YoloV12改进策略:Block改进|TAB,融合组内自注意力(IASA)和组间交叉注意力(IRCA)|即插即用
论文信息
本文提出了一种新颖的轻量级图像超分辨率网络,称为内容感知令牌聚合网络(CATANet)。该网络旨在解决基于Transformer的方法在高空间分辨率下的计算复杂度问题。CATANet通过高效的内容感知令牌聚合模块(CATA)来捕捉长距离依赖关系,同时保持高推理速度。
- 论文连接:https://arxiv.org/pdf/2503.06896
- Github代码链接: https://github.com/EquationWalker/CATANet
创新点
- 内容感知令牌聚合模块(CATA):该模块通过聚合内容相似的令牌来减少冗余信息,提高效率。与传统方法不同,CATA在训练阶段更新令牌中心,而在推理阶段保持不变,从而加快推理速度。
- 组内自注意力(IASA)和组间交叉注意力(IRCA):这两种机制分别用于在内容感知区域内和组间进行信息交互,增强了模型对远距离依赖关系的捕捉能力。
- 轻量级设计:CATANet的设计使其适用于资源受限的环境,如移动设备,且在保持高性能的同时显著提高了处理速度。
方法
CATANet的整体架构包括三个主要模块:
- 浅层特征提取:通过卷积层将低分辨率输入图像转换为高维特征。
- 深层特征提取:使用多个残差组(RG),每个组包含CATA模块、IASA和卷积层,以提取更深层次的特征。
- 图像重建模块:将提取的特征处理后生成高分辨率图像。
在CATA模块中,令牌根据与令牌中心的相似度进行聚类,形成内容相似的令牌组。IASA和IRCA则分别在组内和组间进行自注意力计算,以捕捉更丰富的上下文信息。
组内自注意力(Intra-Group Self-Attention, IASA)和组间交叉注意力(Inter-Group Cross-Attention, IRCA)如何提升模型性能
组内自注意力(IASA)
- 细粒度长距离信息交互: IASA模块专注于内容相似的令牌组,允许这些令牌之间进行细粒度的长距离信息交互。这种机制确保了即使在局部区域内,模型也能捕捉到更广泛的上下文信息,从而提高了特征的表达能力。

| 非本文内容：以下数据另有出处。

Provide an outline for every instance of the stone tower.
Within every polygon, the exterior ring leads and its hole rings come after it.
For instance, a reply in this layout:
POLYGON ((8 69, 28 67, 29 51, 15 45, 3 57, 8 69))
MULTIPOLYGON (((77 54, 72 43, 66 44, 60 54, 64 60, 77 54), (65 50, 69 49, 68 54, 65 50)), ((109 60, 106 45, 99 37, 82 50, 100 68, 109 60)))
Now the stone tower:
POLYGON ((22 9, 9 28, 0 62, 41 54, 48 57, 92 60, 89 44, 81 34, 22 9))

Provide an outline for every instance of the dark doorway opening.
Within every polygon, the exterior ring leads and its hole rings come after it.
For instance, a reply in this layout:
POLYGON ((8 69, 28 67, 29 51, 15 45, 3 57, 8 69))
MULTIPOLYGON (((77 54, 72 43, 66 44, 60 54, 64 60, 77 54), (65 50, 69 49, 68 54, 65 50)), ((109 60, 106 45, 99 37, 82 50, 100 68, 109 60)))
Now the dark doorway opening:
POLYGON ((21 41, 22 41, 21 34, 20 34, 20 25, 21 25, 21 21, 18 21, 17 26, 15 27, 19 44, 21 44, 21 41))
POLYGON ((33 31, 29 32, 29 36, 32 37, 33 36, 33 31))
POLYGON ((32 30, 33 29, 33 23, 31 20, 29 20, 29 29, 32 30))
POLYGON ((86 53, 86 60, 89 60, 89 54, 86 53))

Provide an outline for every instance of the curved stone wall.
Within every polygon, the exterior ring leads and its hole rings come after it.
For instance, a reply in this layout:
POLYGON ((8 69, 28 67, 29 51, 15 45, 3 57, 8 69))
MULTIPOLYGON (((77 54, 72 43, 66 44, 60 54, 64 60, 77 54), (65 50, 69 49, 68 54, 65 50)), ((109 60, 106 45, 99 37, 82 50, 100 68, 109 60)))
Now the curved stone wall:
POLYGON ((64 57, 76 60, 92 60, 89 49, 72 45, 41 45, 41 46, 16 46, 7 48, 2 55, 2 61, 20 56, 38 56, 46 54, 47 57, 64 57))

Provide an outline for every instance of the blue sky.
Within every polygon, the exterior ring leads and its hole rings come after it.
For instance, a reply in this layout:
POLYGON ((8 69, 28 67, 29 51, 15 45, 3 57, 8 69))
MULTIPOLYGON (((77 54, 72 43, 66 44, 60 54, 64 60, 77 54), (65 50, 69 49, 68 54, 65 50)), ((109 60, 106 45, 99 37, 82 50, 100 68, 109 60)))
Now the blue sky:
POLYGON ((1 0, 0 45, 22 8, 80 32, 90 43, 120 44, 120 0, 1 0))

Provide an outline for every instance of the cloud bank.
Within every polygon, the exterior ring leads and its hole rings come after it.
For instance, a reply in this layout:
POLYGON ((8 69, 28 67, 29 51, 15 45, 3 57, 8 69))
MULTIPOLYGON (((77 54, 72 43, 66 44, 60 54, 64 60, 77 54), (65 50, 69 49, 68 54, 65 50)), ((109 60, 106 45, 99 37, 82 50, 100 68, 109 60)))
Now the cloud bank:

- 避免信息分散: 通过将每个子组的查询(Query)与当前组和上一组的键(Key)进行交互,IASA能够有效地避免因划分子组而导致的内容相似令牌信息的分散。这种设计确保了信息的连贯性和完整性,使得模型能够更好地理解和重建图像细节。
组间交叉注意力(IRCA)
- 增强全局信息交互: IRCA机制允许不同组之间以及组与令牌中心之间进行信息交互。这种设计使得模型能够利用全局信息,从而增强了对图像整体结构和特征的理解。
- 高效性:在推理阶段,由于令牌中心是共享的,IRCA不需要额外的复杂计算,这保持了模型的高效性。通过这种方式,IRCA能够在不增加计算负担的情况下,提升模型的性能。
令牌聚合块(Token-Aggregation Block, TAB)
令牌聚合块(Token-Aggregation Block, TAB)是其核心组件,主要由以下几个部分组成:
- 内容感知令牌聚合模块(CATA): CATA模块的设计旨在聚合内容相似的令牌。通过计算令牌与共享的令牌中心之间的余弦相似度,将图像令牌分为多个内容相似的组。这种聚合方式能够有效减少冗余信息,提高模型的效率。
- 组内自注意力(IASA): IASA模块负责在内容相似的令牌组内进行细粒度的长距离信息交互。它通过将每个子组的查询与当前组和上一组的键进行交互,增强了信息捕获能力,确保了信息的连贯性和完整性。
- 组间交叉注意力(IRCA):IRCA模块允许不同组之间以及组与令牌中心之间进行信息交互。这种设计使得模型能够利用全局信息,从而增强了对图像整体结构和特征的理解。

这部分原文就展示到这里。